Mischievous Moonlight

“And people really believe it?”

He grinned at the unmistakable derision in my voice. “It’s a true story, Ellie.”

“You believe it? That a woman — a, a ghost — actually appears in the back seat of your car?” I tilted my head towards the back of the Explorer.

Randolph couldn’t be serious.

“It’s true.”

“Has it happened to you?”

He kept his eyes on the road. “It’s happened to people I know.”

“But it’s never happened to you.”

“Doesn’t happen always.” His hand flitted behind the steering wheel, and I heard the rhythmic tap-tap of the turn signal. “Only sometimes. People think they’re chosen. A test of sorts.”

He took the turn faster than I would have, but he was a good driver and I trusted him with my car.
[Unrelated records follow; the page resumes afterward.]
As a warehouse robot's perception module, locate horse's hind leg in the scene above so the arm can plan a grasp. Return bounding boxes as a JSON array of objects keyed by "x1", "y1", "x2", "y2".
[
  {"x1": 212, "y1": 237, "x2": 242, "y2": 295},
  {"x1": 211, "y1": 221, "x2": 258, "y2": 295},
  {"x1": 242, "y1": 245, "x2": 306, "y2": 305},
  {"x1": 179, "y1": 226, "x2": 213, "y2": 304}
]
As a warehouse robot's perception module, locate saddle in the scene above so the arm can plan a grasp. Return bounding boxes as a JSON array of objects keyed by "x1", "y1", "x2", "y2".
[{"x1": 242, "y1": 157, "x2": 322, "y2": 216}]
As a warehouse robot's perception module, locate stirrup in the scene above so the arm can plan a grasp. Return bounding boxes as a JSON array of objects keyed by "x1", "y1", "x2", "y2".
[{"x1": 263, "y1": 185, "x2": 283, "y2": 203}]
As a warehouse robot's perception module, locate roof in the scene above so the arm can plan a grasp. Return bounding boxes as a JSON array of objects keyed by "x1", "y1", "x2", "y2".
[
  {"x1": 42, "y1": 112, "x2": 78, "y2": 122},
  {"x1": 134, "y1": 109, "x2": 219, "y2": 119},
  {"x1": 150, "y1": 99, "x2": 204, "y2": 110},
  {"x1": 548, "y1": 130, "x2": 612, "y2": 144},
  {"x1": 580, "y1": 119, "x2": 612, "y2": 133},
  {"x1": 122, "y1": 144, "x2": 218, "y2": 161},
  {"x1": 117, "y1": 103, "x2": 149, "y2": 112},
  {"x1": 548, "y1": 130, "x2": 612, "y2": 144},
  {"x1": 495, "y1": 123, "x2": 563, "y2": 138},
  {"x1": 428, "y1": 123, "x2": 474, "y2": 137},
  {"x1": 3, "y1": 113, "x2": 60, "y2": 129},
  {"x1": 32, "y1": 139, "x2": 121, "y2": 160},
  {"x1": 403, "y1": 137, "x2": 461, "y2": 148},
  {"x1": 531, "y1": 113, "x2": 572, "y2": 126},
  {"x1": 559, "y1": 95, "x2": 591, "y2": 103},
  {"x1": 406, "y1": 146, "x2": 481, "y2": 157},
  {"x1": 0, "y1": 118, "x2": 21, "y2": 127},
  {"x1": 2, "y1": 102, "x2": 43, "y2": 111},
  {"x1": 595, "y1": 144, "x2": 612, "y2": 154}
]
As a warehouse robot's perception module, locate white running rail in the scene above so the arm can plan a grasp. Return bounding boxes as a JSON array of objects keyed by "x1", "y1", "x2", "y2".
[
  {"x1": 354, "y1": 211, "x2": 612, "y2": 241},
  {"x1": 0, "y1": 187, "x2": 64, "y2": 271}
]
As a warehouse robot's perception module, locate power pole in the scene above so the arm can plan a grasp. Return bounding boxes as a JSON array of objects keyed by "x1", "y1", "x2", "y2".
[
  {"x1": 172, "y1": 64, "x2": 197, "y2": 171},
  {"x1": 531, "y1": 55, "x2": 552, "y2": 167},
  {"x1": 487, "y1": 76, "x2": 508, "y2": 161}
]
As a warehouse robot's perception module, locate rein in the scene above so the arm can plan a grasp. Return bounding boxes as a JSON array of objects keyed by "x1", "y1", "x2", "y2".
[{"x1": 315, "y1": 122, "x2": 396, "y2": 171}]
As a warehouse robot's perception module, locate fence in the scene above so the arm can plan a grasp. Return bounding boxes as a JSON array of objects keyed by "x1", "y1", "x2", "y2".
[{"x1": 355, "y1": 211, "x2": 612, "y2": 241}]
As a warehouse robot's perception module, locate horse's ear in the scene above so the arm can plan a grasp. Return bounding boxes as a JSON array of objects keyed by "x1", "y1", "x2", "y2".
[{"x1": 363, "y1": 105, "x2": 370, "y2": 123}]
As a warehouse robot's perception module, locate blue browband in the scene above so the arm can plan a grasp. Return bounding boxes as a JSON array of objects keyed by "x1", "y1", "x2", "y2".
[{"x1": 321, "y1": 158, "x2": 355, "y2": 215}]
Randolph was a good guy, somewhat on the surly side, but I thought I felt the beating of a sincere heart when my head rested on his chest. He was educated and emotionally mature. If he believed in ghosts, though, maybe I’d have to reassess my opinion.

“Seriously, Randolph. I’ve heard something similar everywhere I’ve lived. In Mexico City, on the highway between the City and Cuernavaca, there’s a stretch where everyone drives past while murmuring a rosary, because it’s said if you don’t, a beautiful woman will appear on the next turn and, if you don’t stop for her, she’ll make you crash. In Cancun there’s the aluxes, a kind of… what are the Irish dwarves called?”


“Those. People actually build little houses for them so that they have a home and stay out of mischief. And in Europe there’s —“

“I’ve heard.”

“They’re just legends. Myths.”

“Which is it, legend or myth? They’re not the same.”

“I know,” I said impatiently. Sometimes Randolph knew exactly how to get under my skin.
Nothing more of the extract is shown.